January 15, 2024 (Arlington, VA) – The Annals of Clinical and Translational Neurology has published new findings showing that Qalsody (tofersen), a genetically targeted treatment for SOD1-ALS, has the potential not only to stabilize the disease but also to restore lost function. These results, gathered in a real-world setting, represent a monumental shift in the expected outcomes of ALS treatment and offer hope that we are closer to a future where effective treatments are available to all people living with ALS.
Significance of Real-World Results
“For decades, neurologists and scientists have thought that disease-modifying therapies for ALS would either slow down or stop further progression of the disease,” said Kuldip Dave, Ph.D., senior vice president of research at the ALS Association. “Qalsody is proving that improvement in function is not only possible, it’s happening. The fact that these data were collected during standard of care treatment in real-world settings further validate that functional recovery is real and significant.”

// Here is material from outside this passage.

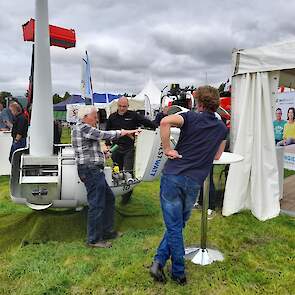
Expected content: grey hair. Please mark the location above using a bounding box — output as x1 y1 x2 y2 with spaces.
77 105 97 120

The study followed seven people with SOD1-ALS treated with Qalsody at Washington University in St. Louis from November 2021 to February 2024. All participants showed either stabilization or slight improvement in function, as measured by the ALS Functional Rating Scale-Revised (ALSFRS-R). Neurofilament light (NfL) levels, a biomarker of disease progression, declined significantly, and participants also demonstrated gains in muscle strength and functional independence.
Global Evidence Supporting Antisense Therapy
This research builds on growing evidence from Europe, where long-term studies in Italy and Germany have also shown stabilization and improvement among people with SOD1-ALS treated with Qalsody. These findings reinforce the promise of antisense therapy not just for SOD1-ALS but for the broader ALS community.
In 2004, the ALS Association was the first to fund research into ALS-specific antisense oligonucleotide (ASO) technology, investing over $1.3 million in groundbreaking studies that laid the foundation for the development of Qalsody.
This early commitment supported preclinical studies, safety trials, and the first-in-human phase 1 trial, which established SOD1 as a viable therapeutic target. “When we first invested in the antisense technology that led to Qalsody 20 years ago, it was a gamble. Something like this had never been tried in the neurodegenerative disease space before,” Dr. Dave said. “Now, Qalsody is changing the way we think about the future of ALS treatment because we know that improvement in function—recovery—is possible. This is not just hope for people living with SOD1-ALS, but for the entire ALS community.”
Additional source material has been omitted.